Many of these questions already have answers, like how long the ejection of sneezing lasts, where the large droplets land, or how small droplets can travel around a room. During TEDMED, Bourouiba showed how the physics of turbulent puff cloud of air emitted during exhalations, suspending and trapping drops within them, radically change the range of pathogen deposition and contamination. This shifts the paradigm away from the small versus large droplet framework of Wells into the mechanistic description of exhalations, including information of time and space, needed for monitoring, infection control and prevention, and risk assessments.
The next step is understanding how a sneeze can transmit viruses in the context of models that could impact the next year’s flu season.
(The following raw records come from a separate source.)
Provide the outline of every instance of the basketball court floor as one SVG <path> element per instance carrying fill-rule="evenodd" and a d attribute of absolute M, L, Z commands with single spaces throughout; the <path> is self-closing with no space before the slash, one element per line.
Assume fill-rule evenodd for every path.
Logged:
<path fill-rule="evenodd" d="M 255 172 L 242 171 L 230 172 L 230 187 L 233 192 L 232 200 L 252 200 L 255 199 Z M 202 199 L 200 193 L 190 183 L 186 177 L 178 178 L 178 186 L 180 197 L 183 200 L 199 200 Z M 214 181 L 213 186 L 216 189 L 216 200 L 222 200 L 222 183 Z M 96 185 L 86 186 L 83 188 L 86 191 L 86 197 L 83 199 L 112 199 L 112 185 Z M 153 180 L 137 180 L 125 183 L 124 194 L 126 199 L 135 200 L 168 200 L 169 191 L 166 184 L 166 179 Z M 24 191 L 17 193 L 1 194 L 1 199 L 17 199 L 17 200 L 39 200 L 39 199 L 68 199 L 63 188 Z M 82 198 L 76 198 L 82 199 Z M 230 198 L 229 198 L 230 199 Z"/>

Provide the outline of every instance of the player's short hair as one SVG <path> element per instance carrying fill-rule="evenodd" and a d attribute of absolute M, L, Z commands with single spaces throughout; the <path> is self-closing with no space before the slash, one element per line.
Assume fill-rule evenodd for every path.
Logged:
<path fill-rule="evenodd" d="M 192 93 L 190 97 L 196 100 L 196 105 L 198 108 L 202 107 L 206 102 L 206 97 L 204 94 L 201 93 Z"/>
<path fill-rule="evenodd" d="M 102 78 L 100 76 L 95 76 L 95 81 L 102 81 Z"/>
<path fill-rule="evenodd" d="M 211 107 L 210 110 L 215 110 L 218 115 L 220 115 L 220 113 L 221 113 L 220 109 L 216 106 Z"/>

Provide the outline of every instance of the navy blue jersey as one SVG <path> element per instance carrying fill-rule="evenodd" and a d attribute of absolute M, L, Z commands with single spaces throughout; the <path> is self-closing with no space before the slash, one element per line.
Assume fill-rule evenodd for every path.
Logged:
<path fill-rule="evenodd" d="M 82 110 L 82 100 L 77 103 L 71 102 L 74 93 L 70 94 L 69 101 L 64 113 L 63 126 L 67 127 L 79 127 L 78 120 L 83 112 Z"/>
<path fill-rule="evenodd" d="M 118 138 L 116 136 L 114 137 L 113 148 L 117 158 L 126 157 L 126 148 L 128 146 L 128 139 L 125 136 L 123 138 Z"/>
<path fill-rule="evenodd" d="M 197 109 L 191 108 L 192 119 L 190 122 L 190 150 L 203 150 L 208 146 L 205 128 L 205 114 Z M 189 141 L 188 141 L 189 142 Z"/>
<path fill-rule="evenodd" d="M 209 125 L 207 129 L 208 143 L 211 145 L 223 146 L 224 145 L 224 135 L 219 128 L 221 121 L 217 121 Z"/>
Her broad findings have already identified suggestions for disease control that can be implemented, influencing a variety of public health protocols and policies.
But she still has further questions — like how the size of droplets can impact our susceptibility to disease. “The properties that exhalations and their payload influence the efficacy of infection upon exposure, for example influencing, their deposition in the lungs,” says Bourouiba. “We are working at elucidating the whole process, accounting for coupled physiology, immunology, microbiology, and fluid processes, to construct the full picture of those that have particularly high abilities to transmit certain respiratory diseases effectively. The properties that [the droplets] have initially can influence how far down they can get in the lungs,” says Bourouiba. “If we can understand the whole process, we could then determine — at the source — who would have better ability to transmit the disease effectively.”
This could inform how we manage numerous pathogens. Take tuberculosis, a disease that infects up to a third of the world’s population. Researchers know its symptoms begin deep in the lungs, but further characterizations of when, how, and why people produce infectious droplets could improve how we handle patient care and research.
Bourouiba is excited about a multi-year study she's working on in collaboration with clinicians, infection control specialists, microbiologists, immunologists, and virologists, for the study of transmission of influenza. Pioneering work in this interdisciplinary field isn’t easy. But Bourouiba says that ten to twenty years of this kind of research could lead to dramatic, tangible results, useful for a variety of pathogens. Considering the long and often uncertain process of developing new vaccines and diagnostics for infectious diseases, her approach to defining evidence-based prevention strategies is a vital piece of the puzzle. “You have to be doing both [prevention and treatment research]." It's also becoming ever more important. Because of rising antibiotic resistance, she explains, "We might be going into an era [similiar] to pre-antibiotic times, which is extremely concerning.”
Bourouiba's work is an important step toward redefining disease transmission, and infection control and prevention, moving the fundamentals from descriptions to measurable and quantifiable mechanisms. Truly understanding how people get each other sick will help us design protocols, policies, and tools to help people stay healthy and prevent epidemics and pandemics.